1Singapore National Eye Centre,Singapore,Singapore;Singapore Eye Research Institute,Singapore,Singapore, 2Singapore Eye Research Institute,Singapore,Singapore

Purpose

We report the first human use of a novel algorithm to produce rectangular customizable CAGs using femtosecond-laser (FSL)-assisted pterygium surgery (FLAPS) to address the abovementioned challenge.

Setting

Pterygium is a common ocular surface disorder. Conjunctival autografts (CAG) have become the gold standard treatment after pterygium resection, and CAGs that are thinner without Tenon tissue have shown superior results. However, this is difficult to achieve consistently with manual dissection.

Methods

We first tested this novel algorithm in 4 pig eyes to show the reproducibility of the dissected CAGs.

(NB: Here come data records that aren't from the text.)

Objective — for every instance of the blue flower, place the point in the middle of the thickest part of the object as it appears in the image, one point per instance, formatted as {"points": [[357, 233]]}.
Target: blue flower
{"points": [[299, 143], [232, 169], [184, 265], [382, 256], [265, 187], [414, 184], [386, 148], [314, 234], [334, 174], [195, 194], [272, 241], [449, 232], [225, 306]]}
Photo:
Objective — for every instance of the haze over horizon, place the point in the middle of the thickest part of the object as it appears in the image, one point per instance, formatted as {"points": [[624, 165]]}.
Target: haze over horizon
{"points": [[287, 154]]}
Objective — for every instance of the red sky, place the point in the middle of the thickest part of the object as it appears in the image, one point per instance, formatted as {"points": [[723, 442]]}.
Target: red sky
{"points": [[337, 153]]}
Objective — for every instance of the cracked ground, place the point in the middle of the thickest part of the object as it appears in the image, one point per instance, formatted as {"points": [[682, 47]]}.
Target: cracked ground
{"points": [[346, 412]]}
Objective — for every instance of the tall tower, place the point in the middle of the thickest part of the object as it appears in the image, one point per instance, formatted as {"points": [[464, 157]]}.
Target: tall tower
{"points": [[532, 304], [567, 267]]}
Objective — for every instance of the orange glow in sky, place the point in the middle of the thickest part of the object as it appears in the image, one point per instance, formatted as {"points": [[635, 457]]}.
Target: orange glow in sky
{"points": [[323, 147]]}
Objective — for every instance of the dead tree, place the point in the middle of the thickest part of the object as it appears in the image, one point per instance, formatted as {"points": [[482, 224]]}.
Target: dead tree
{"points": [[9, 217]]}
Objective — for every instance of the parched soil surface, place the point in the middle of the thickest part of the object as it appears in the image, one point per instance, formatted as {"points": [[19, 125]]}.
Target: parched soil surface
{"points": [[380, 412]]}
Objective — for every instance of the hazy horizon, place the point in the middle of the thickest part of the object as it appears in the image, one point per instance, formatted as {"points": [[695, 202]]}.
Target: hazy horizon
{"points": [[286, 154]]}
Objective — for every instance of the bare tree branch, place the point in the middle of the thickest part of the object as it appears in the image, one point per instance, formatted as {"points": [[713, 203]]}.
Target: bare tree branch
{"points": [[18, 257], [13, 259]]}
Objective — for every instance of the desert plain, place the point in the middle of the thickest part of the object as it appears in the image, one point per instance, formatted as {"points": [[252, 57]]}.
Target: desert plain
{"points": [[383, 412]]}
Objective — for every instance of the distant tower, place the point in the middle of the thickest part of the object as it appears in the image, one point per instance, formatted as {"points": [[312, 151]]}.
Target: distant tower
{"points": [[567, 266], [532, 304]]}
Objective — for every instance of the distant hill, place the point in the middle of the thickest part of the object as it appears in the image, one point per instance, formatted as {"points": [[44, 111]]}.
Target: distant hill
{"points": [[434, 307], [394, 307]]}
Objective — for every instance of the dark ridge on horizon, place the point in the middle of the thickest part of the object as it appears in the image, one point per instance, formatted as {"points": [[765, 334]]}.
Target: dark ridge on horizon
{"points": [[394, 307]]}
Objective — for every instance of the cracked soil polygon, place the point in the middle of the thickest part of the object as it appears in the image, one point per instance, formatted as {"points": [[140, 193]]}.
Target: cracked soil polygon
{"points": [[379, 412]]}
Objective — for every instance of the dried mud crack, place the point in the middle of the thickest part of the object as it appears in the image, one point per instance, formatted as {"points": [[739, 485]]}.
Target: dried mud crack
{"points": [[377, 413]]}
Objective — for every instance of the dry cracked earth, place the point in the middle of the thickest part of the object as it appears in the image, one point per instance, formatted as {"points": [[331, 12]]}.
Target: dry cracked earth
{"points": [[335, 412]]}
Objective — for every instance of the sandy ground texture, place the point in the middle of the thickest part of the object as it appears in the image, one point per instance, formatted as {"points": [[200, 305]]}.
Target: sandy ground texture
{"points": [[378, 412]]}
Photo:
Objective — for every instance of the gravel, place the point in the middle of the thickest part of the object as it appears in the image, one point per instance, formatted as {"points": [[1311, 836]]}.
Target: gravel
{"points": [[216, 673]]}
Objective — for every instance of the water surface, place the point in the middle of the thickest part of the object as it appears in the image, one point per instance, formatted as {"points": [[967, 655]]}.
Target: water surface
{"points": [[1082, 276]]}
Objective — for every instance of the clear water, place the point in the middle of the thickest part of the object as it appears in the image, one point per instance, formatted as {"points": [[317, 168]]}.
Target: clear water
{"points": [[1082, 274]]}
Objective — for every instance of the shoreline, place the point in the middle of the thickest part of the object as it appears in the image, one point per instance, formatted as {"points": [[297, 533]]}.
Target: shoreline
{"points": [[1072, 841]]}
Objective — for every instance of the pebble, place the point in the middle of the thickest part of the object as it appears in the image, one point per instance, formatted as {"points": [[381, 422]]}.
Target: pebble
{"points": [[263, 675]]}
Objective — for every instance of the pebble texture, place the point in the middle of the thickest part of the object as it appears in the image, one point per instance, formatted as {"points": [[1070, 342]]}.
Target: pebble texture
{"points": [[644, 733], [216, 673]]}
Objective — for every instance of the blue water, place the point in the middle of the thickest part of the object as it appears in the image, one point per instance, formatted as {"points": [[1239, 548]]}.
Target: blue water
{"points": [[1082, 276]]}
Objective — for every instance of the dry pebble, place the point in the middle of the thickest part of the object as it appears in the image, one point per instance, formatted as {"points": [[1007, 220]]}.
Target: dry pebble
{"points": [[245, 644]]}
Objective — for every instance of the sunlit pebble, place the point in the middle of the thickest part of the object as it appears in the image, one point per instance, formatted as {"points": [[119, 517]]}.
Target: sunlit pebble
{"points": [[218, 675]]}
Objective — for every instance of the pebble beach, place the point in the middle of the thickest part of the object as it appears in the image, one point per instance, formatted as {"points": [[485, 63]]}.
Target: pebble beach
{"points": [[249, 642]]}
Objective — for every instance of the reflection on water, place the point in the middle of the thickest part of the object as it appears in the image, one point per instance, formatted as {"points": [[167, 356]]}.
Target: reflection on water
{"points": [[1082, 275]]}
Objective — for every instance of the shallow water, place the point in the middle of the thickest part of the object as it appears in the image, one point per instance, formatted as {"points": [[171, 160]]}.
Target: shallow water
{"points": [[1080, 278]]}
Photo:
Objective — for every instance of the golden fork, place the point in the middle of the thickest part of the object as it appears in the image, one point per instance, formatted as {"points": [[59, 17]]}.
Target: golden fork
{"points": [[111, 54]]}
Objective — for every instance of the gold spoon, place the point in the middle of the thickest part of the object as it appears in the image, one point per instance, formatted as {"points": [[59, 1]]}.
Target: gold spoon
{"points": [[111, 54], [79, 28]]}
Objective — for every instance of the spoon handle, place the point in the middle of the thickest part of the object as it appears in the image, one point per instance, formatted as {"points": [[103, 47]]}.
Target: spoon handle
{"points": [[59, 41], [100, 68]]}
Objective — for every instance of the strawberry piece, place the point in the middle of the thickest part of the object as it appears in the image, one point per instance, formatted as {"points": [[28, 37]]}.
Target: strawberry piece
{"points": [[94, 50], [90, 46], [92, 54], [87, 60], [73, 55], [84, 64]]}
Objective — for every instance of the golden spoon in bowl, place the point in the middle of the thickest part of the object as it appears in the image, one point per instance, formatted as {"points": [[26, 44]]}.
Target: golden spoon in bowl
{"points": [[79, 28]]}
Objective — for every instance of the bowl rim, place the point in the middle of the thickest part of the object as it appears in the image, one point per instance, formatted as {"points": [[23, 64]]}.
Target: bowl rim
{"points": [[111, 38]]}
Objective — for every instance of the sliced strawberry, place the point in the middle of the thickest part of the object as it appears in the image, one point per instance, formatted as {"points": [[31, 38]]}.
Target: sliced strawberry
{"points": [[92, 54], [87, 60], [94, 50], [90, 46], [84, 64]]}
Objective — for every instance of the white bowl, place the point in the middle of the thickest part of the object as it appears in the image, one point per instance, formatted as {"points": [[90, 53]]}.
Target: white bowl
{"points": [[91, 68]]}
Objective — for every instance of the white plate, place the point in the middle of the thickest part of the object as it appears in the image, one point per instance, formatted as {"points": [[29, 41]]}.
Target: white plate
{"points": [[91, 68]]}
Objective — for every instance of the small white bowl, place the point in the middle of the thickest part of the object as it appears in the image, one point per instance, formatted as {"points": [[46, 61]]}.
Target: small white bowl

We then treated 6 pterygia of 5 patients using this novel algorithm with FLAPS. After manual resection and removal of the pterygium, trapezoid CAGs of a pre-set 7mm x 10mm dimensions were then dissected with the Ziemer Z8 laser set at a 60μm depth with a set dissection time of 28s, using 100% energy for the horizontal conjunctival stromal lamellar cut and 130% for the side cuts, and then glued onto the resected defect.

Results

For the pig eyes, the average CAG length and width were 9.8 ± 0.1mm and 7.3 ± 0.04mm, respectively. The average deviation of porcine CAG was 7% ± 3% for length, and 8% ± 4% for width. The average patient was 56.8 ± 7.3 (SE) years old. The programmed CAG area was 219.9mm2 and the achieved area was 224.3 ± 2.5mm2, with a minimal deviation of 2% ± 1%. The eventual CAG thickness was 58.7 ± 2.2 μm, with a minimal deviation of 7% ± 2%. The average time taken to remove the FSL-prepared CAG to unfold it onto the cornea was 20.5 ± 6.1 seconds. At post-operative week (POW) 6 follow-up, no post-operative complications or recurrences occurred, and the conjunctival epithelium at the donor CAG site had completely healed by POW1 without scarring.

Conclusions

This novel algorithm using the Z8 FSL in FLAPS provides consistent and accurate customizable trapezoid ultrathin CAGs, which were then glued onto the resection defects without any complications. Longer follow-up and larger cohorts will need to be studied for recurrence and complication rates.